Merge the two together using the bind function:

data4 < rbind(data2, data3)

> head(data4)
           Team Fouls Yellows Reds
1    Accrington    12       1    0
2 AFC Wimbledon     9       1    0
3   Bristol Rvs    11       1    0
4     Cambridge     9       1    0
5        Exeter     5       1    0
6    Hartlepool    12       4    0

So as a quick check, in the first data frame we had this as the bottom result:

> data1[371,]
    HomeTeam   AwayTeam HF AF HY AY HR AR X_id
371   Yeovil Portsmouth  7 10  1  0  0  1   NA

Now you can see this is split over two rows of our data frame:
> data4[c(371,742),]
           Team Fouls Yellows Reds
371      Yeovil     7       1    0
3711 Portsmouth    10       0    1

Now aggregate to get the count per team across the season so far.  Here you first list the values you're aggregating, then what to group them by, the the function (sum in this case):

> data_agg <-aggregate(list(Fouls=data4$Fouls,Yellows=data4$Yellows,Reds=data4$Reds), list(Team=data4$Team), sum)

Which gives us (abridged):

> data_agg
             Team Fouls Yellows Reds
1      Accrington   302      57    3
2   AFC Wimbledon   377      40    3
3          Barnet   331      46    3
4     Bristol Rvs   299      39    2

Not much use so time to order the data using the "order" function.  There are many ways to order, I selected to order by fouls first, then yellow cards, then red cars.

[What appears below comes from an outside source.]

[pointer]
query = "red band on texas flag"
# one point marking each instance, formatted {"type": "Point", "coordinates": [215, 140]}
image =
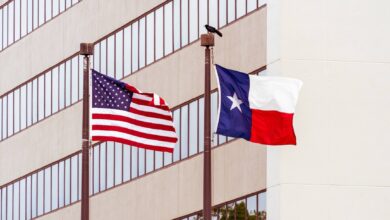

> agg_sort <- data_agg[order(-data_agg$Fouls,-data_agg$Yellows,-data_agg$Reds),]
> agg_sort
             Team Fouls Yellows Reds
22        Wycombe   420      48    2
13      Mansfield   417      62    5
2   AFC Wimbledon   377      40    3
8     Dag and Red   373      42    2
21      Stevenage   351      56    3
12          Luton   351      53    3
7    Crawley Town   348      52    4
16    Northampton   347      44    5
11  Leyton Orient   338      45    3
19       Plymouth   332      53    0
3          Barnet   331      46    3
17   Notts County   329      56    3
5       Cambridge   329      38    3
23         Yeovil   317      34    3
24           York   316      50    3
18         Oxford   310      46    2
15 Newport County   306      37    2
1      Accrington   302      57    3
9          Exeter   301      38    0
4     Bristol Rvs   299      39    2
14      Morecambe   294      55    2
6        Carlisle   284      39    3
20     Portsmouth   264      28    5
10     Hartlepool   252      45    2

So there, it's official*, Wycombe Wanderers are the naughtiest team in English League 2.



(*Apologies for fans of Wycombe.  It;s just stats geekery and no reflection on your fine football team!).